# American Airmen Rescue Saudi Aircrew



## DA SWO (Mar 31, 2015)

Guess the HOA guys finally scored!

Good job by the PJ's and Aircrews involved (AKANG/AF Reserve).

—ARIE CHURCH
Djibouti-based Air Force rescue personnel last week plucked a two-man Saudi F-15S crew from the Red Sea after the pair ejected during a strike sortie over Yemen, according to the Saudi government and a press report. An HH-60G rescue helicopter from Camp Lemonnier, Djibouti, recovered the Saudi airmen on March 26, in coordination with US Navy ships in the area, within two hours of the request for assistance, reported the Wall Street Journal. "Both pilots are reported in good health and high spirits" and were taken to King Khalid AB, Saudi Arabia, for treatment, according to a March 28 release from the Saudi embassy in Washington, D.C. Air Force Reserve Command HH-60s of the 303rd Expeditionary Rescue Squadron are currently deployed to Camp Lemonnier alongside pararescue personnel and Alaska Air National Guard HC-130 tankers supporting Joint Task Force-Horn of Africa.
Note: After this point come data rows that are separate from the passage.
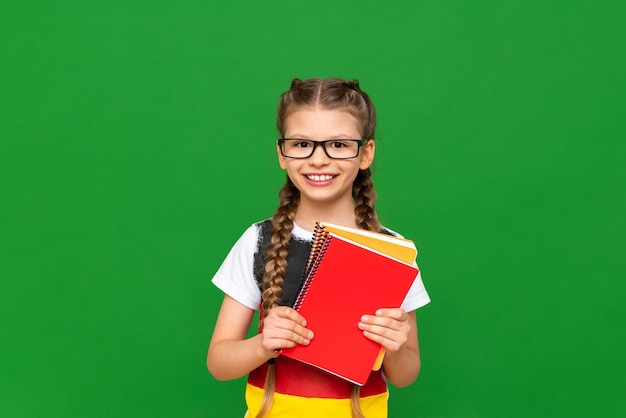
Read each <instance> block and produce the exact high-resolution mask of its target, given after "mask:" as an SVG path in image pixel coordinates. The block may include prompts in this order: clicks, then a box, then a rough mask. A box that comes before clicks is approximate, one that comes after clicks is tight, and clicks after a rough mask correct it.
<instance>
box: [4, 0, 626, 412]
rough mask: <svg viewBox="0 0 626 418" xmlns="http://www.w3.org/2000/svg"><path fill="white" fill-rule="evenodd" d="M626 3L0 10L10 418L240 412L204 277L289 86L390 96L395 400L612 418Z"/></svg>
mask: <svg viewBox="0 0 626 418" xmlns="http://www.w3.org/2000/svg"><path fill="white" fill-rule="evenodd" d="M625 21H626V3H624V2H623V1H617V0H612V1H604V2H593V1H578V0H573V1H568V2H545V1H521V0H513V1H495V0H492V1H487V0H474V1H460V0H449V1H447V0H444V1H422V2H409V1H406V2H387V3H385V4H384V5H383V3H382V2H380V1H359V2H342V1H326V0H322V1H317V2H315V3H299V2H294V1H273V2H272V1H270V2H253V1H250V2H241V1H231V2H212V1H180V2H167V1H158V0H157V1H152V2H145V1H142V2H138V1H128V0H126V1H117V0H109V1H106V2H105V1H77V0H74V1H58V2H53V1H28V0H26V1H21V2H17V1H2V2H1V3H0V35H1V36H0V284H1V288H0V313H1V318H2V319H1V322H0V338H1V341H2V342H1V344H0V416H2V417H7V418H26V417H28V418H32V417H116V418H122V417H241V416H242V415H243V412H244V409H245V407H244V400H243V385H244V381H243V380H237V381H232V382H217V381H215V380H214V379H213V378H212V377H211V376H210V374H209V373H208V372H207V371H206V367H205V355H206V349H207V345H208V342H209V339H210V335H211V331H212V327H213V323H214V320H215V317H216V313H217V309H218V307H219V303H220V300H221V297H222V295H221V294H220V292H219V291H218V290H217V289H216V288H214V287H213V286H212V285H211V283H210V279H211V277H212V275H213V274H214V272H215V271H216V269H217V268H218V266H219V264H220V263H221V261H222V259H223V258H224V257H225V255H226V253H227V251H228V249H229V248H230V246H231V245H232V244H233V243H234V241H235V240H236V239H237V237H238V236H239V235H240V234H241V233H242V232H243V230H244V229H245V228H246V227H247V226H248V225H250V224H251V223H252V222H255V221H257V220H260V219H263V218H266V217H268V216H271V214H272V213H273V210H274V208H275V207H276V205H277V191H278V189H279V187H280V186H281V184H282V183H283V181H284V173H283V172H281V171H280V169H279V167H278V165H277V163H276V157H275V149H274V145H273V144H274V140H275V138H276V136H277V134H276V131H275V108H276V103H277V99H278V95H279V94H280V93H281V92H282V91H284V90H285V89H287V88H288V86H289V83H290V81H291V79H292V78H293V77H300V78H307V77H313V76H319V77H328V76H340V77H346V78H358V79H359V80H360V81H361V84H362V87H363V88H364V89H365V90H366V91H368V92H369V93H370V94H371V96H372V98H373V100H374V102H375V103H376V105H377V107H378V111H379V129H378V136H377V139H378V154H377V161H376V166H375V181H376V186H377V190H378V193H379V204H378V210H379V214H380V217H381V219H382V221H383V223H384V224H386V225H387V226H389V227H391V228H393V229H396V230H398V231H400V232H401V233H403V234H404V235H406V236H408V237H410V238H412V239H414V240H415V241H416V243H417V246H418V248H419V250H420V255H419V257H418V262H419V263H420V267H421V269H422V272H423V277H424V281H425V284H426V286H427V288H428V290H429V292H430V295H431V298H432V300H433V302H432V303H431V304H430V305H428V306H427V307H425V308H423V309H420V310H419V311H418V320H419V324H420V345H421V349H422V361H423V367H422V373H421V375H420V378H419V380H418V382H417V383H416V384H414V385H412V386H411V387H409V388H406V389H402V390H396V389H392V395H391V399H390V413H391V417H502V416H508V417H528V416H546V417H548V416H549V417H555V416H580V417H587V416H605V417H609V416H611V417H613V416H615V417H617V416H623V414H624V412H625V411H626V402H625V401H624V397H623V394H624V388H625V387H626V379H625V376H626V366H625V364H626V363H625V362H624V358H623V353H624V351H625V350H624V349H625V347H624V345H625V344H624V342H625V331H624V326H623V324H622V322H621V321H622V320H623V319H624V317H625V315H626V309H625V307H624V305H625V304H624V302H623V300H624V292H625V290H626V286H625V285H624V284H623V283H624V279H625V277H626V267H625V265H624V259H625V250H626V245H625V244H626V243H625V238H624V237H625V233H626V222H625V220H624V215H625V213H626V193H625V191H624V190H625V187H624V183H625V180H626V170H625V169H624V157H625V156H626V155H625V154H626V152H625V151H626V145H625V141H626V135H625V132H624V131H625V129H624V119H625V118H624V110H625V109H626V100H625V92H626V89H625V82H626V76H625V74H626V71H625V64H626V59H625V50H626V48H625V45H624V44H625V43H624V39H626V29H625V28H626V25H625V24H624V22H625Z"/></svg>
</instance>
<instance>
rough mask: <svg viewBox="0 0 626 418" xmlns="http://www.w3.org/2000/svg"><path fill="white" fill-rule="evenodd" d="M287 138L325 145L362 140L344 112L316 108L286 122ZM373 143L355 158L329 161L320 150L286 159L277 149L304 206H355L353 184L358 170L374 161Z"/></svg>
mask: <svg viewBox="0 0 626 418" xmlns="http://www.w3.org/2000/svg"><path fill="white" fill-rule="evenodd" d="M284 126H285V138H300V139H310V140H315V141H325V140H328V139H362V136H361V135H362V134H361V132H360V129H359V123H358V122H357V120H356V118H355V117H354V116H352V114H350V113H349V112H347V111H344V110H339V109H335V110H328V109H322V108H316V107H303V108H298V109H296V110H294V111H293V112H291V114H289V116H287V118H286V120H285V125H284ZM374 148H375V146H374V141H373V140H370V141H368V142H367V143H366V144H365V145H363V146H362V147H361V149H360V152H359V155H358V156H357V157H356V158H352V159H347V160H339V159H333V158H330V157H329V156H328V155H326V153H325V152H324V149H323V147H322V146H317V147H316V148H315V151H314V152H313V155H311V156H310V157H309V158H302V159H297V158H287V157H283V156H282V154H281V152H280V148H278V160H279V162H280V167H281V168H282V169H283V170H286V171H287V174H288V175H289V178H290V179H291V181H292V182H293V184H294V185H295V186H296V187H297V188H298V190H299V191H300V203H301V204H310V203H313V204H319V203H323V204H333V203H341V204H346V203H350V204H352V183H353V182H354V179H355V178H356V176H357V174H358V172H359V170H365V169H367V168H368V167H369V166H370V165H371V164H372V161H373V159H374Z"/></svg>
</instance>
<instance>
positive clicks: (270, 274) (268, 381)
mask: <svg viewBox="0 0 626 418" xmlns="http://www.w3.org/2000/svg"><path fill="white" fill-rule="evenodd" d="M278 196H279V198H280V206H279V207H278V209H277V210H276V213H275V214H274V216H273V217H272V237H271V239H270V243H269V244H268V246H267V263H266V264H265V274H264V275H263V293H262V294H261V306H262V309H263V318H265V317H266V316H267V315H268V314H269V311H270V309H272V308H275V307H276V306H278V304H279V303H280V299H281V297H282V295H283V282H284V279H285V273H286V271H287V253H288V251H289V240H290V239H291V231H292V230H293V224H294V219H295V217H296V209H297V208H298V203H300V192H299V191H298V189H297V188H296V186H294V184H293V183H292V182H291V180H290V179H289V177H287V183H285V185H284V186H283V188H282V189H281V190H280V192H279V194H278ZM263 389H264V391H263V392H264V393H263V401H262V403H261V408H260V409H259V412H258V414H257V415H256V418H263V417H264V416H266V415H267V414H268V413H269V411H270V409H271V408H272V403H273V402H274V392H275V391H276V365H275V364H274V361H273V359H272V360H270V361H269V362H268V365H267V374H266V375H265V385H264V387H263Z"/></svg>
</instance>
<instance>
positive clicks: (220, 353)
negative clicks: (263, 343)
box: [207, 334, 274, 380]
mask: <svg viewBox="0 0 626 418" xmlns="http://www.w3.org/2000/svg"><path fill="white" fill-rule="evenodd" d="M261 339H262V336H261V334H258V335H255V336H254V337H251V338H248V339H244V340H224V341H220V342H219V343H216V344H212V345H211V346H210V347H209V352H208V355H207V367H208V369H209V372H211V374H212V375H213V377H215V378H216V379H217V380H232V379H237V378H239V377H242V376H245V375H246V374H248V373H250V372H251V371H252V370H254V369H256V368H257V367H259V366H260V365H261V364H263V363H264V362H266V361H267V360H268V359H270V358H271V357H274V356H273V355H272V354H273V353H272V352H269V351H267V350H265V349H264V348H263V344H262V342H261Z"/></svg>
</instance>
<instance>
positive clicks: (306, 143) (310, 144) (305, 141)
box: [293, 139, 313, 149]
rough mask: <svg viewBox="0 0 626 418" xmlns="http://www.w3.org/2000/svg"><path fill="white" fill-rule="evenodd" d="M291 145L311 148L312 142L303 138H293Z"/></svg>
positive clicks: (304, 148) (302, 148) (295, 146)
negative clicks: (292, 144)
mask: <svg viewBox="0 0 626 418" xmlns="http://www.w3.org/2000/svg"><path fill="white" fill-rule="evenodd" d="M293 146H294V147H295V148H301V149H306V148H311V147H312V146H313V144H312V143H311V141H305V140H304V139H295V140H294V141H293Z"/></svg>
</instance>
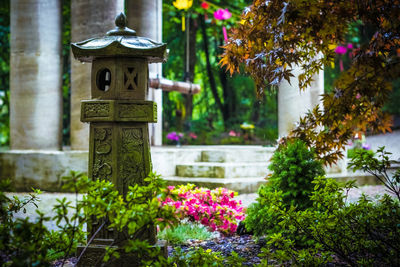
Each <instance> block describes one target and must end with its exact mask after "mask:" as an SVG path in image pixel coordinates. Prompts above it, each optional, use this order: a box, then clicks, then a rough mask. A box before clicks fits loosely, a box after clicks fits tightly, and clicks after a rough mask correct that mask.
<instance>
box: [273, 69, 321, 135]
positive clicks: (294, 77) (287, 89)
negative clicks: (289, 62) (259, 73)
mask: <svg viewBox="0 0 400 267" xmlns="http://www.w3.org/2000/svg"><path fill="white" fill-rule="evenodd" d="M300 73H302V70H301V68H300V67H296V68H294V69H293V74H294V76H295V77H292V79H291V80H290V84H289V83H288V82H287V81H283V82H282V83H281V84H280V85H279V89H278V130H279V137H282V136H286V135H287V134H288V133H289V132H290V131H291V130H293V128H294V127H295V124H296V122H298V121H299V119H300V117H302V116H304V115H305V114H306V112H307V111H308V110H310V109H313V108H314V107H315V105H317V104H319V103H320V99H321V97H320V96H321V95H322V94H323V93H324V71H323V70H322V71H320V72H319V73H318V74H315V75H314V77H313V79H314V81H313V82H312V83H311V86H310V87H309V88H307V89H306V90H305V91H300V89H299V80H298V78H297V77H298V75H299V74H300Z"/></svg>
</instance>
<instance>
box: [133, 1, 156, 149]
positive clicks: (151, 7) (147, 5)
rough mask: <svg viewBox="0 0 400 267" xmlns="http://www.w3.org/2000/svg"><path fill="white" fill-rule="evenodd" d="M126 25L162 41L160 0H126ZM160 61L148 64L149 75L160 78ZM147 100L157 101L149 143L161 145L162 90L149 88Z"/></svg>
mask: <svg viewBox="0 0 400 267" xmlns="http://www.w3.org/2000/svg"><path fill="white" fill-rule="evenodd" d="M126 9H127V18H128V27H129V28H132V29H135V30H136V32H137V33H138V35H139V36H143V37H147V38H150V39H152V40H155V41H157V42H161V41H162V0H127V1H126ZM161 76H162V70H161V63H155V64H150V65H149V77H150V78H157V77H159V78H161ZM147 100H151V101H154V102H156V103H157V106H158V110H157V119H158V121H157V123H153V124H151V125H150V127H149V133H150V143H151V145H154V146H161V145H162V90H160V89H155V88H149V91H148V94H147Z"/></svg>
Saudi Arabia kicked off an Arab coalition air offensive against the Iranian-backed Houthi rebels in Yemen last week.


----------



## Ooh-Rah (Mar 31, 2015)

Ooof.  After what happened to the Jordanian pilot, I have to imagine an aircrew with trouble has a pucker-factor increase even more than what would be expected.


----------



## Gunz (Apr 2, 2015)

Get some AKANG and rotorheads from 303rd ERS!


----------